By Margaret Fox & Sangeeta Mangubhai

A study by the Wildlife Conservation Society in partnership with the Ministry of Fisheries, Fiji Locally Managed Marine Area (FLMMA) Network and Women in Fisheries Network-Fiji (WiFN-Fiji), documented the impact of Cyclone Winston on mud crab fishers in Bua Province, on Fiji’s second biggest island of Vanua Levu. At least 48.5 percent of mud crab fishers interviewed had stopped harvesting crabs due to difficulties accessing their collection sites, damages and losses sustained to fishing gears and boats following the aftermath of the cyclone that hit Fiji in February last year.

The mud crab fishery is largely a high-value domestic fishery in Fiji providing an important source of livelihoods for local communities with access to healthy stands of mangrove forests. The fishery is dominated by women who have extensive knowledge about the crabs and the best places to find and catch them.

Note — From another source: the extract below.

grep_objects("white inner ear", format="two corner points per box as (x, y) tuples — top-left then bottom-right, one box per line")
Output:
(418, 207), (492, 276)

Following the cyclone, over half of the fishers noticed a change in the number of crabs caught post-cyclone and an increase in market price was reported by over a quarter of fishers interviewed. Initially, buyers made more frequent trips to buy mud crabs from fishers from less impacted villages. On average, crabs were sold for 15/kg, and ranging from 8/kg to 18/kg across Bua Province. This is on average 13 percent higher than pre-cyclone prices which averaged $10.90/kg.

Tropical Cyclone Winston had caused damages and losses estimated at FJ$1.99 billion. Fisheries which made up 1.8 per cent of Fiji’s GDP in 2015, sustained damages and losses estimated at over FJ$40.7million according to the government-led Post-Disaster Needs Assessment (PDNA), that is guiding Fiji’s recovery efforts. However, the PDNA did not have time to collect detailed data on the impact to local fishers, particularly women fishers.

The study was conducted through April to May to assess social and economic impacts of the cyclone on mud crab fishery in the Province, and provide recommendations for government and development partners on where recovery and rehabilitation efforts should be directed.

Some of the key recommendations made from mud crab study are:

  • Ensure government support to fishing communities in gender sensitive and takes into consideration the losses and damages incurred by women fishers;
  • Provide up to date information to women fishers on pricing to ensure they get fair price for mud crabs;
  • Encourage villagers and districts to establish regulations or guidelines for the mud crab fishery which promotes the resilience of the fishery to cyclone events;
  • Ensure districts with damaged mangroves within their tabu areas remained closed to help promote recovery; and
  • Continue to monitor the mud crab fishery to gauge the recovery of the fishery and the impact to subsistence and livelihoods in Bua Province.